Gentle, poignant and brilliant, Mississippi Grind sends its two drifters on a genuinely believable and moving journey, in a story where the destination doesn't really matter, it's how they get there.
In 2015, you wouldn’t be mistaken for assuming that the road movie sub-genre had died out. With the exceptions of post-2000 gems such as Little Miss Sunshine, O Brother Where Art Thou and Almost Famous, this particular type of film has seemed to fade away. Which is why, to my wholly pleasant surprise, this particular effort from the budding duo Anna Boden and Ryan Fleck, comes as a welcome and unexpected treat.
The plot point of a down on of his luck everyman drowning in debt from loan sharks and the like isn’t exactly an original concept, in fact in recent times, Rupert Wyatt’s remake of The Gambler and to a lesser extent Robert Luketic’s 21 have shown that despite a bevy of talent, this cliché trope has the makings of a lacklustre affair. Which is why immense praise should be handed to the teaming of Ben Mendelsohn and Ryan Reynolds for elevating this picture from it’s well trodden path.
The story, which is simple enough, follows the journey of Gerry (Mendelsohn), for all intents and purposes a ‘loser’, who runs into stranger Curtis (Reynolds) seemingly by fate, and begins a wacky adventure down the Mississippi hitting all the casinos and gambling points in order to recoup the money Gerry owes. Although some might yawn at the premise, the creative team and players within this production never allow it to be swallowed by the expected character/plot beats.
Rather candidly, Reynolds and Mendelsohn are at the top of their game. With characters so easy to fall short on, the two leads really understand the nuances within the script. The Australian native Mendelsohn has over recent years, carved himself a niche in the Hollywood scene by playing rather despicable characters a la his brief roles in The Dark Knight Rises and Exodus: Gods and Kings. His Gerry however, despite some of his more morally questionable actions, is at heart a very sympathetic and real character, caught in a vicious circle (albeit of his own doing). Mendelsohn produces a calculated and immaculate performance, which anchors the emotional core of the film. With his terrific turn in Animal Kingdom arguably still his most compelling, he is really beginning to make a name for himself.

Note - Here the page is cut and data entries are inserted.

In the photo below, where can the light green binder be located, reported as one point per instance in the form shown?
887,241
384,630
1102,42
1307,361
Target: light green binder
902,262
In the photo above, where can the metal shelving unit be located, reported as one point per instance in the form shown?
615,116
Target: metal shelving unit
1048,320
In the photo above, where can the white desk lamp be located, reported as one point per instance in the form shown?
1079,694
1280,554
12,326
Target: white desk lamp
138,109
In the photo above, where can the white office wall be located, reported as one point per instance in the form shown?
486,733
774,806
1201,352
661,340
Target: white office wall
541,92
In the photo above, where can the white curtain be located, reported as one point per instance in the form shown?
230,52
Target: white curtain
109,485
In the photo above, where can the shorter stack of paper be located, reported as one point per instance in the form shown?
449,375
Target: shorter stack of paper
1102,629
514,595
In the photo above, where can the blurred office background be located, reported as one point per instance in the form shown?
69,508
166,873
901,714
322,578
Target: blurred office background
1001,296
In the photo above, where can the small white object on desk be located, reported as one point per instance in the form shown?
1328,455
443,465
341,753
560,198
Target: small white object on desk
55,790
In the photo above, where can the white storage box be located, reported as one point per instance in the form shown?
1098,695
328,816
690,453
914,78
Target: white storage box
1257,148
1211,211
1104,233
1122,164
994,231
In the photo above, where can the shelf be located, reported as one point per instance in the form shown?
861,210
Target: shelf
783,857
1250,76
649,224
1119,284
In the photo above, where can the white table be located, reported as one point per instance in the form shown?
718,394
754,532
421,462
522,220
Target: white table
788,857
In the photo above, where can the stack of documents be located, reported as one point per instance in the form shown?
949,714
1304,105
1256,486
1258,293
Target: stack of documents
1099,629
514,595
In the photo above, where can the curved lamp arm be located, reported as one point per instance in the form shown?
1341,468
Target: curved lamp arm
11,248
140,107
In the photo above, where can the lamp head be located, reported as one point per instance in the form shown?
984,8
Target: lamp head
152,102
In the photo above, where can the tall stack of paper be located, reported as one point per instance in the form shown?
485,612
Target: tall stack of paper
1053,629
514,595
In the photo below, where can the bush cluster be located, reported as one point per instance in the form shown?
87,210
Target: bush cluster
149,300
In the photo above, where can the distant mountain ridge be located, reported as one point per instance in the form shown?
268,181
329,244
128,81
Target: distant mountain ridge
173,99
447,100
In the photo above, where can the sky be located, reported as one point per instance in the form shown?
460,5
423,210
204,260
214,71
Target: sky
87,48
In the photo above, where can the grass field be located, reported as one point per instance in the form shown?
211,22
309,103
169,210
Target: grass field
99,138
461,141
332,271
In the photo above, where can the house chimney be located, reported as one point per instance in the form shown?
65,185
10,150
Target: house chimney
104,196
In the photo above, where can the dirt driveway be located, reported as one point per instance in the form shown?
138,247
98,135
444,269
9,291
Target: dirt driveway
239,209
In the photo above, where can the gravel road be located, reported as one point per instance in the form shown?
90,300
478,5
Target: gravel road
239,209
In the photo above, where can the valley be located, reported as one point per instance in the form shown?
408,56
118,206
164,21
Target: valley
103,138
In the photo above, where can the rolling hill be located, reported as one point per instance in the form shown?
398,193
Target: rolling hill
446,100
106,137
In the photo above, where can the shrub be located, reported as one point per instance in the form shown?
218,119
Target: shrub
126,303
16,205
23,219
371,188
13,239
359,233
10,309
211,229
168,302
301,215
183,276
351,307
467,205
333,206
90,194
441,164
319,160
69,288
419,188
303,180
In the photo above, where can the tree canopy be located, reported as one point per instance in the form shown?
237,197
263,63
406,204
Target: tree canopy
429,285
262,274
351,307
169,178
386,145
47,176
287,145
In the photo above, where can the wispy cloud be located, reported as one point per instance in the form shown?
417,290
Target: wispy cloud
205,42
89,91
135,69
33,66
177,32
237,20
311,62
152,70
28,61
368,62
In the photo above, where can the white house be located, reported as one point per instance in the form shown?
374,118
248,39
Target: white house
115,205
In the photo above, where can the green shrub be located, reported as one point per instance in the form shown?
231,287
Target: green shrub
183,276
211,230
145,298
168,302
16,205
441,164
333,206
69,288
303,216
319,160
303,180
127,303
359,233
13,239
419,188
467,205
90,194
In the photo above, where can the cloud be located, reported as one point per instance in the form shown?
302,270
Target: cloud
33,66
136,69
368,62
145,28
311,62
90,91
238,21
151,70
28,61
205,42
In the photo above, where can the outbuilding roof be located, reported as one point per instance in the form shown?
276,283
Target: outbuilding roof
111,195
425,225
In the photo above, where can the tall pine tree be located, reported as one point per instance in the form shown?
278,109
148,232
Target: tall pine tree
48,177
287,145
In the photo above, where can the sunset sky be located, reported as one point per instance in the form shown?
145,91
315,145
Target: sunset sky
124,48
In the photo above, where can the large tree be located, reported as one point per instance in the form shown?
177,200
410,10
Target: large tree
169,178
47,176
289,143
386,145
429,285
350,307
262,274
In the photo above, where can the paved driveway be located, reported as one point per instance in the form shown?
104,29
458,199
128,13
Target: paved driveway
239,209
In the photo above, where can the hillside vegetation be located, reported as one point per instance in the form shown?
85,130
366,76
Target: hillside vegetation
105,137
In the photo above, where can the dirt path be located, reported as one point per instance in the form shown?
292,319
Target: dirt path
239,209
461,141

However, it wouldn’t be half the performance we get without the brilliant casting of Ryan Reynolds. Coming off the back off several box-office bombs, Reynolds puts in his best performance in years. I’m one of those who believe he has always been a great actor, usually the best component of bad films such Green Lantern and The Proposal and firmly believe he could see a revival in his career following the likes of Matthew McConaughey and Jake Gyllenhaal into a Hollywood heavyweight. Here he has the more commonly showy role as the mysterious charismatic drifter. His easy charisma and charm makes his role easy to watch but it’s his quiet moments of vulnerability and contemplation throughout that highlight his acting chops. Much like Cruise to Hoffman, his character acts as a platform for Mendelsohn’s character and together, the emerging ‘bromance’ becomes sincere and genuine. He has proven his versatility in his previous works such as Buried in which he’s the only character onscreen for it’s 95 minute runtime and recently in the zany horror comedy The Voices in which he plays an insane man with talking pets and psychotic tendencies. His retreat into smaller indie roles have showcased what he can do and will hopefully propel him into future roles.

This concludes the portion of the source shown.